Grouping Data
Grouping data is a powerful way to analyze subsets of data by splitting it into groups based on one or more columns. Pandas provides the groupby()
method to perform grouping operations, such as aggregations and transformations. This tutorial explores how to use groupby()
effectively.
Basic Grouping
To group data by a specific column, use the groupby()
method. Once grouped, you can apply aggregation functions like sum()
, mean()
, or count()
. Here’s an example:
import pandas as pd
# Create a sample DataFrame
data = {
"City": ["Chennai", "Madurai", "Chennai", "Madurai", "Trichy"],
"Sales": [100, 200, 150, 180, 90],
"Profit": [20, 40, 30, 35, 15]
}
df = pd.DataFrame(data)
# Group by City and calculate total Sales
grouped = df.groupby("City")["Sales"].sum()
print(grouped)
Output
City | Sales |
---|---|
Chennai | 250 |
Madurai | 380 |
Trichy | 90 |
Explanation: The groupby("City")
method groups the data by the City
column. The sum()
function is applied to calculate the total sales for each city.

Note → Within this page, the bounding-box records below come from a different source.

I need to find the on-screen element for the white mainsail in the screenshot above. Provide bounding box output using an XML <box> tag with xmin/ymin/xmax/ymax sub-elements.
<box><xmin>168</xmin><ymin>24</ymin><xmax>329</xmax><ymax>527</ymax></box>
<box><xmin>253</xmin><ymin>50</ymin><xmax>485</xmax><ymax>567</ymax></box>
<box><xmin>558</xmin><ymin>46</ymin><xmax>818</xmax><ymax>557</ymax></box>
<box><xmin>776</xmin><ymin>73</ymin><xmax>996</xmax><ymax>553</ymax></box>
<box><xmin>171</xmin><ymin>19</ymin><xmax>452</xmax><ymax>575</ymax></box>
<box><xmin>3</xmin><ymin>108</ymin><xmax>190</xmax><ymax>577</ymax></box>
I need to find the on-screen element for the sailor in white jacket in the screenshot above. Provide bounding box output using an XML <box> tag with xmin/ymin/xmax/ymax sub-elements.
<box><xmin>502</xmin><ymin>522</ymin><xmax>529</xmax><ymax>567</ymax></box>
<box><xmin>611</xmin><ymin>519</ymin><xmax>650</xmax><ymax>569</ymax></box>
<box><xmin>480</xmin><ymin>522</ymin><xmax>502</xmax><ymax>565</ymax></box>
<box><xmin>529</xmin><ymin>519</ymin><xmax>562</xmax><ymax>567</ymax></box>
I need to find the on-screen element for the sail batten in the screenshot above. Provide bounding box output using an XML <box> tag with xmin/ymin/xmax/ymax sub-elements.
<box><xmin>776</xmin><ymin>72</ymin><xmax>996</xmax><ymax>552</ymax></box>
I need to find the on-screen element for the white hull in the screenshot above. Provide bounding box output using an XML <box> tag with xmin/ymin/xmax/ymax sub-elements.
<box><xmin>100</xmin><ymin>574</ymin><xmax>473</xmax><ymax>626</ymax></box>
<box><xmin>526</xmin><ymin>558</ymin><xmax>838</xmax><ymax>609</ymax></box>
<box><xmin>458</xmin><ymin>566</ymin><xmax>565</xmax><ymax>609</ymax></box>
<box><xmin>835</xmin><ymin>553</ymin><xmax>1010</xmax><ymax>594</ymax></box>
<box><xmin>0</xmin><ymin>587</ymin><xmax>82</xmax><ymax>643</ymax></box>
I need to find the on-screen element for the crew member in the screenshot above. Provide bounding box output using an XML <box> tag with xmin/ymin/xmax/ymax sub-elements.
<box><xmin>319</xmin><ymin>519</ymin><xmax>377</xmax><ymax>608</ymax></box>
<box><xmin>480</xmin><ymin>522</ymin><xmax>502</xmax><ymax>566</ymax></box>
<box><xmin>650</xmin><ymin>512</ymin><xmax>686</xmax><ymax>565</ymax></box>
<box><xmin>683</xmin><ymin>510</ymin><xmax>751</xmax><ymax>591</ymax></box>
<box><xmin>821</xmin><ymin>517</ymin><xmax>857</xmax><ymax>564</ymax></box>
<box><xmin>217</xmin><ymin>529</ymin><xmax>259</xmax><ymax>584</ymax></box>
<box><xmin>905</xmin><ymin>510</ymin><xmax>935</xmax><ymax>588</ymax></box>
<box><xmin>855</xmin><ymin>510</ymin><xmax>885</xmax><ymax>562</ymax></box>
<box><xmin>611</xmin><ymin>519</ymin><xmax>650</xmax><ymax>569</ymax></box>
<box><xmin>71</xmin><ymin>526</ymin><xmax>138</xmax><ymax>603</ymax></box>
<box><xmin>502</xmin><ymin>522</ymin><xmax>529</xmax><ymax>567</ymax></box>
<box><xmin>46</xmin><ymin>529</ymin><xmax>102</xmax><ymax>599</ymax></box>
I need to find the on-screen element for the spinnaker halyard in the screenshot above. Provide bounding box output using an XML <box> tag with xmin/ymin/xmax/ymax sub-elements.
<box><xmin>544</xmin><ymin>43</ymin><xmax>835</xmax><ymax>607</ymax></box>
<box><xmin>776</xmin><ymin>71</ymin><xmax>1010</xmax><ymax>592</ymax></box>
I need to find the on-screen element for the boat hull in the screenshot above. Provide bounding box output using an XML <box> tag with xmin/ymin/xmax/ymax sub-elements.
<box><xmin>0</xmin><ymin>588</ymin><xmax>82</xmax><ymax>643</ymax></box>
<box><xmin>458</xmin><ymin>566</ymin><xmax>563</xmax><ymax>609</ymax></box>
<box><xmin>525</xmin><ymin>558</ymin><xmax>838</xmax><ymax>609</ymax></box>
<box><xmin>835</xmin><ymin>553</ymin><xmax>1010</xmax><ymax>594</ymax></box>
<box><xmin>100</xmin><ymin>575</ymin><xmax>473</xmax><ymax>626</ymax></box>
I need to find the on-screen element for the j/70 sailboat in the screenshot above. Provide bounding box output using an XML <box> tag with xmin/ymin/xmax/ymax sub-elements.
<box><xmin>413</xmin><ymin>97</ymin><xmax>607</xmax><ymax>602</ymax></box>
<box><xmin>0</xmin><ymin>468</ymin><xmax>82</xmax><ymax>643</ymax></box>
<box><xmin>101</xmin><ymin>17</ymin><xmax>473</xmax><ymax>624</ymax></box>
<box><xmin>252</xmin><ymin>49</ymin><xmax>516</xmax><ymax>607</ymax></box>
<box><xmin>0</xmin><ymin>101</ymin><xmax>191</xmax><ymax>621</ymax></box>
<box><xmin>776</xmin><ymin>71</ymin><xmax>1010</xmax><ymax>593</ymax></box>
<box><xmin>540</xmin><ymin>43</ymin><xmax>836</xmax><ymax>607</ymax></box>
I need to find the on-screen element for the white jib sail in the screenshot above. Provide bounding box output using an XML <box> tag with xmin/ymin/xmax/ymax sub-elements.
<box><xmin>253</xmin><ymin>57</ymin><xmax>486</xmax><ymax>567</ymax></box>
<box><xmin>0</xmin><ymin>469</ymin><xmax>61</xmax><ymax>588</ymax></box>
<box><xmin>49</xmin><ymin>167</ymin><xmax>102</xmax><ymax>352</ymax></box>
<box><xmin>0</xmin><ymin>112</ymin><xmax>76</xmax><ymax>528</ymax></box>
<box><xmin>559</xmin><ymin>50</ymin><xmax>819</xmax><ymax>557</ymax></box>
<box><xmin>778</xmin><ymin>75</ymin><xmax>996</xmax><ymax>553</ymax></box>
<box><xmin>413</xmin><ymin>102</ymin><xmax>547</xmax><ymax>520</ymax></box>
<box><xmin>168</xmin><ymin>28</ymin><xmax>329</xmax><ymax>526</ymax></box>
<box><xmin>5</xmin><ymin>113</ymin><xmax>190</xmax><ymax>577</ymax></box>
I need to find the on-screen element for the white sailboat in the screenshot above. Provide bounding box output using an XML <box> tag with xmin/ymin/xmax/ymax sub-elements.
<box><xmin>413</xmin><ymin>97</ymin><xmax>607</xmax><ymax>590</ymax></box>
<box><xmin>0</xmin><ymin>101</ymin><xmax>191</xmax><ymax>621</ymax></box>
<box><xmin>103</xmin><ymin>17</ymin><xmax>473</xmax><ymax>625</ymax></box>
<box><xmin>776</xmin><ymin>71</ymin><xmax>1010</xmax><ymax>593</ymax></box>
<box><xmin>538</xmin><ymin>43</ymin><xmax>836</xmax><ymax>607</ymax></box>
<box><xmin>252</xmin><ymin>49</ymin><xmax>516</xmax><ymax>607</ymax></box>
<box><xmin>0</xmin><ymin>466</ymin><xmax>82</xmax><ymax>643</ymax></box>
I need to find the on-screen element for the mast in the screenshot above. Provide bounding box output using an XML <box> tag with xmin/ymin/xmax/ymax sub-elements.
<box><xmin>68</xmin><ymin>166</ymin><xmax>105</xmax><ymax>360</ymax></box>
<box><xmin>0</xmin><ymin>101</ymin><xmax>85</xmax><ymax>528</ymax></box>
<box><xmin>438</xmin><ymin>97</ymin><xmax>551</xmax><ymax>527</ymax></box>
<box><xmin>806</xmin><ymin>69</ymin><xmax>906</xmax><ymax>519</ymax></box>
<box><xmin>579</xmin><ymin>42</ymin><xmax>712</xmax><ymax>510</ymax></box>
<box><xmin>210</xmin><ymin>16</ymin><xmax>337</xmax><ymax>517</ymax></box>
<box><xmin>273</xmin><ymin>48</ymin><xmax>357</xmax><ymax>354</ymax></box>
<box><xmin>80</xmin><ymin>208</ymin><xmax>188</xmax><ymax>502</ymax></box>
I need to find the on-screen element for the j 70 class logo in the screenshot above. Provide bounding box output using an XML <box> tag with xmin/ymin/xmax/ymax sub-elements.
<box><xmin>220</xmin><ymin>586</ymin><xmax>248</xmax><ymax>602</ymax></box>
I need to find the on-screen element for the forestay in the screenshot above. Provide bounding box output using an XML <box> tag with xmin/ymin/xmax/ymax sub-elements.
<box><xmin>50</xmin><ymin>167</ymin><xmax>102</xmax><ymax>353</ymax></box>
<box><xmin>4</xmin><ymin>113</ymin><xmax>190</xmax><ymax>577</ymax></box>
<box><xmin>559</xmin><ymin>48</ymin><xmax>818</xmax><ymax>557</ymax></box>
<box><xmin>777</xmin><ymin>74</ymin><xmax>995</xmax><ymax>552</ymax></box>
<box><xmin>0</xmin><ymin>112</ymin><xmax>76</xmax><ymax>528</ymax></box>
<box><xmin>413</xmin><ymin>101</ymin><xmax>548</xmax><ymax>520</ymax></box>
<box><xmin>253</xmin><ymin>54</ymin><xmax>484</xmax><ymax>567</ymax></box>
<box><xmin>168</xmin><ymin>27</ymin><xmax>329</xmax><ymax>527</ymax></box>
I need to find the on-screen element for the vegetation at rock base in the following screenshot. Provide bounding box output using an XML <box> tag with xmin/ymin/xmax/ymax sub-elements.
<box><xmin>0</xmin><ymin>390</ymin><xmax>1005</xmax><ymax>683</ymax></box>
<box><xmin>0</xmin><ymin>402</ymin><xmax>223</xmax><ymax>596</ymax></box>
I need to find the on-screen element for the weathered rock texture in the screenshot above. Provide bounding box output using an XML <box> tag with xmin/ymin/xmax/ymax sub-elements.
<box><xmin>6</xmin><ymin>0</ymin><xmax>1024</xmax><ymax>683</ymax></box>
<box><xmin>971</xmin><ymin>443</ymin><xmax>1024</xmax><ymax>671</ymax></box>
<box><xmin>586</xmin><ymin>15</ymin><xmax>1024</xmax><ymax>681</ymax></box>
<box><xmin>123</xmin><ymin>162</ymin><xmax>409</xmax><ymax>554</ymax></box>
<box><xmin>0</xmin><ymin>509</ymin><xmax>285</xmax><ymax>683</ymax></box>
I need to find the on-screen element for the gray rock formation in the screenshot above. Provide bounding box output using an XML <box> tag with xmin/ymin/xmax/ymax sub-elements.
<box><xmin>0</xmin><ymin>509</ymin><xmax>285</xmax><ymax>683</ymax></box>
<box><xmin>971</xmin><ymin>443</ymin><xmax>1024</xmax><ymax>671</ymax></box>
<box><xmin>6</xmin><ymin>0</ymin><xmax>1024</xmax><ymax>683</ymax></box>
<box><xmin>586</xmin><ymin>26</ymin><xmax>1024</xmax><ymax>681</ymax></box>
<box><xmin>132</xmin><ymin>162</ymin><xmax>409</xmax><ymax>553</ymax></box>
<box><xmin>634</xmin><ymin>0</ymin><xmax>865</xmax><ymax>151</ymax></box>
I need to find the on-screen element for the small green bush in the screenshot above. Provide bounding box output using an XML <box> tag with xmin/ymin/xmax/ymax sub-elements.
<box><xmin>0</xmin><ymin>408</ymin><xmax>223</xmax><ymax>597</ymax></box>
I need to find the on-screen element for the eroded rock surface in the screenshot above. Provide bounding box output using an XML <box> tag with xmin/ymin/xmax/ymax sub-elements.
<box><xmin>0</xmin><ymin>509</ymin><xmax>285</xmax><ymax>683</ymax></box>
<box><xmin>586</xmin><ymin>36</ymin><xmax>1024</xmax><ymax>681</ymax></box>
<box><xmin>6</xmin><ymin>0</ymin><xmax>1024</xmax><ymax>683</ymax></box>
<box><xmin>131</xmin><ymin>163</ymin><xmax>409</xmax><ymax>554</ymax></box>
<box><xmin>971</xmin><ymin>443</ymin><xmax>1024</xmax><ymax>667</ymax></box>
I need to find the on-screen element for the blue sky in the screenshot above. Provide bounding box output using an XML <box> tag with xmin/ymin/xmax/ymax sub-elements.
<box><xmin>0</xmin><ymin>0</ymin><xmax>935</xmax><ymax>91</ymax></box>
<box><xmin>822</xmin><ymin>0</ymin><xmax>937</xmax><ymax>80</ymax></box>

Grouping with Multiple Aggregations
You can perform multiple aggregations on grouped data using the agg()
method. Here’s an example:
# Group by City and calculate total Sales and average Profit
grouped = df.groupby("City").agg({
"Sales": "sum",
"Profit": "mean"
})
print(grouped)
Output
City | Sales | Profit |
---|---|---|
Chennai | 250 | 25.0 |
Madurai | 380 | 37.5 |
Trichy | 90 | 15.0 |
Explanation: The agg()
method allows you to perform multiple aggregation operations on grouped data. In this example, total sales and average profit are calculated for each city.
Grouping with Multiple Columns
You can group data by multiple columns by passing a list to the groupby()
method. Here’s an example:
# Group by City and Sales, and calculate total Profit
grouped = df.groupby(["City", "Sales"])["Profit"].sum()
print(grouped)
Output
City | Sales | Profit |
---|---|---|
Chennai | 100 | 20 |
Chennai | 150 | 30 |
Madurai | 180 | 35 |
Madurai | 200 | 40 |
Trichy | 90 | 15 |
Explanation: Grouping by multiple columns creates a hierarchical index, allowing you to analyze the data at multiple levels. In this example, profits are grouped by both city and sales values.
Key Takeaways
- Basic Grouping: Use
groupby()
to group data by a single column and apply aggregation functions. - Multiple Aggregations: Use
agg()
for performing multiple operations on grouped data. - Grouping by Multiple Columns: Analyze data at multiple levels by grouping with more than one column.
- Insights: Grouping helps summarize and analyze data effectively based on categorical variables.